Por Armando FUENTES AGUIRRE.

Perro era un perro. Se llamaba así: Perro. Su dueño nunca le puso nombre, quizá porque él mismo apenas lo tenía. La gente le decía Juan, pero nadie, ni él mismo, sabía cuál era en verdad su nombre.

Vivía Juan en un cuartucho de un terreno baldío cuyo dueño le permitía por caridad vivir ahí. Todo el barrio era de Juan y Juan pertenecía a todo el barrio. Para lavar el coche estaba Juan. Para cortar el césped, Juan. Para cargar cosas, Juan. Y ahí iban Juan y Perro, y allá venían Perro y Juan.
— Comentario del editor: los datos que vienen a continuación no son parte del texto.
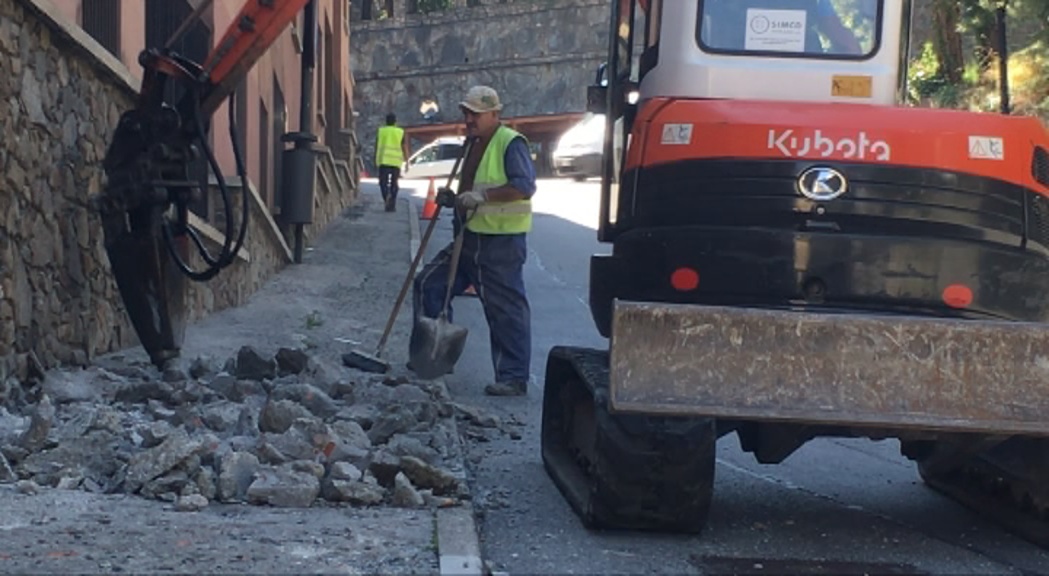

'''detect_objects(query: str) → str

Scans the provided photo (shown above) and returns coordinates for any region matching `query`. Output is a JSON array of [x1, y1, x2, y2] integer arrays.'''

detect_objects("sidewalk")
[[0, 185, 480, 574]]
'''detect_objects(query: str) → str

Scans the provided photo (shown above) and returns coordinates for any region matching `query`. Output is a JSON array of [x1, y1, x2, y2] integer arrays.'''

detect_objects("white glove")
[[458, 190, 486, 210]]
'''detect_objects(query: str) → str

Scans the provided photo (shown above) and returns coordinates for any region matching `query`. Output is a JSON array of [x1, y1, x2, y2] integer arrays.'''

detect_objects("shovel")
[[342, 138, 473, 374], [408, 218, 469, 380]]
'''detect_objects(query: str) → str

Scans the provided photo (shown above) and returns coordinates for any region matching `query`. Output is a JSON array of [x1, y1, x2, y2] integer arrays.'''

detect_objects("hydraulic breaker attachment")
[[609, 301, 1049, 435], [91, 0, 317, 368]]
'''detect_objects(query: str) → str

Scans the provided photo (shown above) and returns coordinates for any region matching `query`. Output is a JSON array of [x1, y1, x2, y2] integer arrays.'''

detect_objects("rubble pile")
[[0, 346, 476, 511]]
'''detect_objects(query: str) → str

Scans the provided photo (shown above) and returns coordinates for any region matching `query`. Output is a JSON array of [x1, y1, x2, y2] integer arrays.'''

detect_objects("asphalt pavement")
[[394, 179, 1049, 575], [0, 184, 483, 574]]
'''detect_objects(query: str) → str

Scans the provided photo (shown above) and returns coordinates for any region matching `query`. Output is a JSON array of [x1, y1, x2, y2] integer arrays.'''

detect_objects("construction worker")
[[409, 86, 536, 397], [376, 113, 408, 212]]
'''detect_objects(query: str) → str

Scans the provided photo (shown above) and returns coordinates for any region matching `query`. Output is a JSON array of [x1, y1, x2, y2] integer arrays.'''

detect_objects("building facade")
[[55, 0, 356, 222]]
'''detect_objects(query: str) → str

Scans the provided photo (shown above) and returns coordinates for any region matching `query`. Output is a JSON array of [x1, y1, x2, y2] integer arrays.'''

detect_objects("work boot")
[[485, 381, 528, 396]]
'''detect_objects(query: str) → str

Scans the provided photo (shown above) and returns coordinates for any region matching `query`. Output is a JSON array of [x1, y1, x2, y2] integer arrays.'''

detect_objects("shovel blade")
[[408, 316, 469, 380]]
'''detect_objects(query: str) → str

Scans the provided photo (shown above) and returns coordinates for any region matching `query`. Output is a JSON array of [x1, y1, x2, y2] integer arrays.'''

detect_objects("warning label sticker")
[[969, 136, 1005, 161]]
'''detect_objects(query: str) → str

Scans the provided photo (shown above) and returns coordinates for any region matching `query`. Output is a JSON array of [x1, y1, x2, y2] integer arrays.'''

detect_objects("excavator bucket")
[[103, 206, 189, 369], [609, 301, 1049, 435]]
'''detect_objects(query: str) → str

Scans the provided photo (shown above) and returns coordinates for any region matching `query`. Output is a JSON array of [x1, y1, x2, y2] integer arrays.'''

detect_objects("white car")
[[401, 136, 465, 178], [552, 113, 604, 180]]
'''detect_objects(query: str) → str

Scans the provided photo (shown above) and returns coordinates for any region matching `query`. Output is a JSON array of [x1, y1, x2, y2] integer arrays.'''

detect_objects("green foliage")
[[907, 0, 1049, 121]]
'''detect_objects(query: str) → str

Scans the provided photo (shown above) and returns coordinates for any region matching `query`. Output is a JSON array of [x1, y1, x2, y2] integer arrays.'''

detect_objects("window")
[[81, 0, 121, 58], [437, 144, 463, 159], [697, 0, 883, 60], [412, 146, 440, 164]]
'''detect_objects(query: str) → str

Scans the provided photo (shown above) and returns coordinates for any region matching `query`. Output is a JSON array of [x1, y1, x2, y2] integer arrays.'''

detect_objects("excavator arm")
[[92, 0, 311, 369]]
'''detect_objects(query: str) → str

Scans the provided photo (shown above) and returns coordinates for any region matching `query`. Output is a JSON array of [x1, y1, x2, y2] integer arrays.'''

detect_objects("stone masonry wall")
[[350, 0, 608, 166], [0, 0, 356, 381]]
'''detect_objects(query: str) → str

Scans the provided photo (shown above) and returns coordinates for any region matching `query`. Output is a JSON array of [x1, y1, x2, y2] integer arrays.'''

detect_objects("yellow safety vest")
[[466, 126, 532, 234], [376, 126, 404, 168]]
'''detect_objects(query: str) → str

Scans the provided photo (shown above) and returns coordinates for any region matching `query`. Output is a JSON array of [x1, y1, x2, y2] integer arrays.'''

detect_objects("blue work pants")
[[413, 231, 532, 383]]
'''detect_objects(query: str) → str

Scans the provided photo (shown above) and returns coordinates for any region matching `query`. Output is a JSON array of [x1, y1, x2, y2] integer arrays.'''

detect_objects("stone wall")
[[0, 0, 356, 378], [350, 0, 608, 166]]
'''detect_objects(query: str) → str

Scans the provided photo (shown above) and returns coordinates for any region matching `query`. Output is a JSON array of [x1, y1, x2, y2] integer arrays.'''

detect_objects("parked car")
[[401, 136, 464, 178], [552, 113, 604, 180]]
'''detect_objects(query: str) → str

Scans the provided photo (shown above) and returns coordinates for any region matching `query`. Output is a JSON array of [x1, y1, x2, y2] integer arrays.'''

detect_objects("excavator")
[[540, 0, 1049, 546], [91, 0, 316, 369]]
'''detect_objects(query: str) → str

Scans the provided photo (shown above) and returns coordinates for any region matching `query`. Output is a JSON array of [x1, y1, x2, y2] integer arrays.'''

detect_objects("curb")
[[436, 504, 485, 576], [405, 191, 485, 576], [404, 198, 423, 262]]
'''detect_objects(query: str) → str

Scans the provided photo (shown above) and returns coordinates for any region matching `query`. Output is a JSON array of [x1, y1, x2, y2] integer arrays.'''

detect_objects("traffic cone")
[[420, 176, 437, 220]]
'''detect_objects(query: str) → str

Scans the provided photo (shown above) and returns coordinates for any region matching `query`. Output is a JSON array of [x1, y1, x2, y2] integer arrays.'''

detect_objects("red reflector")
[[943, 284, 972, 308], [670, 268, 700, 292]]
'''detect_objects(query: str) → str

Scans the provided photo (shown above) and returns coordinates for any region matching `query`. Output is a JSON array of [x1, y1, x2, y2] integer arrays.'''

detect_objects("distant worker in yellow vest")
[[376, 113, 408, 212], [408, 86, 536, 396]]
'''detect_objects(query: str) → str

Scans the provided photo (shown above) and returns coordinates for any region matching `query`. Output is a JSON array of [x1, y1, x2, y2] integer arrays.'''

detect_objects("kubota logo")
[[769, 129, 893, 162]]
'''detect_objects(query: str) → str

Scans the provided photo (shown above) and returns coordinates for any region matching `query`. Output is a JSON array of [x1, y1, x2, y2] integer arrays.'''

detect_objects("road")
[[396, 179, 1049, 574]]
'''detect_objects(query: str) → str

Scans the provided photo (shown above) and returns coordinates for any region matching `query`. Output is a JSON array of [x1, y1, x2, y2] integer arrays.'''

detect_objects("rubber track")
[[552, 348, 716, 534], [922, 456, 1049, 549]]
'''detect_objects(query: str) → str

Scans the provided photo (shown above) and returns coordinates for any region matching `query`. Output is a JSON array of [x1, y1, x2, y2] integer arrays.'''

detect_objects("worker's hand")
[[433, 187, 455, 208], [458, 190, 486, 210]]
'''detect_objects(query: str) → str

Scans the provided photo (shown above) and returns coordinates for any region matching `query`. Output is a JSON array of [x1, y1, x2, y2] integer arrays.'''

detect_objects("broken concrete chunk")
[[160, 366, 187, 382], [0, 454, 18, 483], [368, 450, 401, 488], [200, 400, 243, 432], [175, 494, 208, 512], [15, 481, 40, 496], [331, 420, 371, 451], [275, 348, 309, 376], [235, 346, 277, 381], [401, 456, 458, 495], [125, 429, 201, 493], [248, 467, 321, 508], [18, 394, 55, 452], [193, 466, 218, 499], [327, 380, 357, 404], [259, 399, 314, 434], [321, 478, 386, 506], [390, 472, 426, 508], [114, 380, 174, 404], [41, 370, 102, 405], [189, 356, 219, 380], [335, 404, 379, 430], [329, 462, 363, 482], [141, 470, 190, 502], [271, 383, 339, 419], [218, 452, 259, 502], [288, 460, 324, 478], [368, 406, 419, 444], [452, 403, 502, 428], [386, 434, 440, 465]]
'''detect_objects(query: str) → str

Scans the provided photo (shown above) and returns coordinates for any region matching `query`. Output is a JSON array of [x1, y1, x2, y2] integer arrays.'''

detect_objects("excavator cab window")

Se fue haciendo viejo Juan, y con él envejeció Perro. Un día Juan murió. Los vecinos se reunieron y contrataron el sepelio. Algunos acompañaron a Juan al camposanto. Perro los miraba, inquieto, y buscaba entre ellos a Dios. Es decir, a Juan.

Quizá porque no lo encontró decidió morir él también. Un día los niños que iban a jugar en el terreno lo encontraron sin vida. Cavaron en un rincón un pozo y lo pusieron ahí con una tosca cruz en la que escribieron su nombre: Perro.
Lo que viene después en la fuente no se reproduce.